- Born: 1988 (age 37–38) Athens, Greece
- Education: National and Kapodistrian University of Athens University of Warwick
- Scientific career
- Institutions: University of California, Santa Barbara ETH Zurich
- Thesis: Shining a light on copper mediated living radical polymerisation : maximising end-group fidelity (2014)
- Doctoral advisor: David Haddleton

= Athina Anastasaki =

Greek chemist and academic

Athina Anastasaki (Αθηνά Αναστασάκη; born 1988) is a Greek chemist who is a professor at ETH Zurich. Her research considers chemical synthesis and radical polymerisation. She was awarded the 2022 Ruzicka Prize in recognition of her research in chemistry.
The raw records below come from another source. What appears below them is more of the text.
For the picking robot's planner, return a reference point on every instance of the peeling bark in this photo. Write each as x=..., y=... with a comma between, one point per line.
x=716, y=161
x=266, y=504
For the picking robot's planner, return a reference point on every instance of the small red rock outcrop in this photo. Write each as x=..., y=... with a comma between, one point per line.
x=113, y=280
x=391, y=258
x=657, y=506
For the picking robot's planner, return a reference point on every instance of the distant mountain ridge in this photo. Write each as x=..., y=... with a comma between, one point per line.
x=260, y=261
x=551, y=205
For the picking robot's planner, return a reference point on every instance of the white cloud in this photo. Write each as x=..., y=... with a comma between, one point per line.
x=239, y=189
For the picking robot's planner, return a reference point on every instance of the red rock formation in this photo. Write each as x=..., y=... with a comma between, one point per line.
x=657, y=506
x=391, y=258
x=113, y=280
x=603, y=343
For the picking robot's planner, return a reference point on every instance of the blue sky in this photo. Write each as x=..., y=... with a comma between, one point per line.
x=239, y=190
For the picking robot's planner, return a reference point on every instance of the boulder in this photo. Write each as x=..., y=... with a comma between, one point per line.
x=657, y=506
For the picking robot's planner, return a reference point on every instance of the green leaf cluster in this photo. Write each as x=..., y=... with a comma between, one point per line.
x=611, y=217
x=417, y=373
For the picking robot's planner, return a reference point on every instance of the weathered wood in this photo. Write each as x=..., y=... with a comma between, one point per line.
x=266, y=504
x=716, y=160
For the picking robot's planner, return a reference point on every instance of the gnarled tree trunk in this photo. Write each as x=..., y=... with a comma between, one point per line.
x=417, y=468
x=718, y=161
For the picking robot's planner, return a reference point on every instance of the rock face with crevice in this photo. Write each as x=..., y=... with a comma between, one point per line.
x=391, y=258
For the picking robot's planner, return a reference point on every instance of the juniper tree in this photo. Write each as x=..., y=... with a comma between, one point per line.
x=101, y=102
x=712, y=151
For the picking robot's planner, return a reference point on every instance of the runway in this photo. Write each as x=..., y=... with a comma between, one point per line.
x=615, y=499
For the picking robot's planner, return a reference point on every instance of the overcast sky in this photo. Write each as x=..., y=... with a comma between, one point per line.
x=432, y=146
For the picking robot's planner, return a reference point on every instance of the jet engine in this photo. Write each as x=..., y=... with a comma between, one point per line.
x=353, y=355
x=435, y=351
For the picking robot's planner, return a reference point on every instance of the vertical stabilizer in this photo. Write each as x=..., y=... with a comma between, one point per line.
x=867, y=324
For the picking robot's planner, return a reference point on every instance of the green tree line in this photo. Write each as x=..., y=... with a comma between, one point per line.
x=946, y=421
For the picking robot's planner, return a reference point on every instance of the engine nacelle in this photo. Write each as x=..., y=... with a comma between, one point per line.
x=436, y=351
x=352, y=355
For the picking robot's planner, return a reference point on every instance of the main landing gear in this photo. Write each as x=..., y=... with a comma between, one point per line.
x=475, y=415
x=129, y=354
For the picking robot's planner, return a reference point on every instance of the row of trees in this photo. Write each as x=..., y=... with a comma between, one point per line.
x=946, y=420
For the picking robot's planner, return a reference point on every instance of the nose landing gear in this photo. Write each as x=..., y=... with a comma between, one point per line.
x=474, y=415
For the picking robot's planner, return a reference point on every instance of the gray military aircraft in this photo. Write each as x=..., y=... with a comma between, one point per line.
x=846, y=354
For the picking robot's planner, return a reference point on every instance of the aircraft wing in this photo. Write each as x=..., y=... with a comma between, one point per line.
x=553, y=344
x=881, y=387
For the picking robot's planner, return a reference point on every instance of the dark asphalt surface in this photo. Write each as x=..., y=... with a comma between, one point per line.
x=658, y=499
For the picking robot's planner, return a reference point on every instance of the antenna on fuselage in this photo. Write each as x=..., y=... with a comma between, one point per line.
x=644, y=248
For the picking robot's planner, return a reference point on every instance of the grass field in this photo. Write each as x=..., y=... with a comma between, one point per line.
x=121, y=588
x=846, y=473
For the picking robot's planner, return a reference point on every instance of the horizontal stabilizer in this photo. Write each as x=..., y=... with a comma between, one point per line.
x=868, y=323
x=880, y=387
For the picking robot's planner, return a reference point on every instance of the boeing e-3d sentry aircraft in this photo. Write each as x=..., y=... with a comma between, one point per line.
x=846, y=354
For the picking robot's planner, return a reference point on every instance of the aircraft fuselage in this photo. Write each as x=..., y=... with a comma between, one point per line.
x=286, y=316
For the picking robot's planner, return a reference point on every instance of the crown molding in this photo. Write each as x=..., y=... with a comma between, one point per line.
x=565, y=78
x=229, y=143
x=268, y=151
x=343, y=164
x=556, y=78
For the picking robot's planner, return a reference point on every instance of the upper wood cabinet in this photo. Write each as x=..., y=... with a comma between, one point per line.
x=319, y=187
== Early life and education ==
Anastasaki was born in Athens, Greece. Her parents are from Crete. She completed her undergraduate studies in chemistry at the National and Kapodistrian University of Athens, where she studied polymer chemistry, with a particular focus on poly(methyl methacrylate). She moved to the University of Warwick where she worked with David Haddleton. She was awarded the Royal Society of Chemistry Jon Weaver Award for the UK's best PhD in Polymer chemistry. Her doctoral research considered copper mediated living radical polymerisation. After completing her doctorate, she was made a research fellow in pharmaceutical sciences. Anastasaki was awarded an Elings Fellowship and a Global Marie Curie Fellowship to work with Craig Hawker at University of California, Santa Barbara.

== Research and career ==
Anastasaki joined the Department of Materials at ETH Zurich in 2019. She became an associate editor of Polymer Chemistry in 2021. Her research considers polymer synthesis and green chemistry.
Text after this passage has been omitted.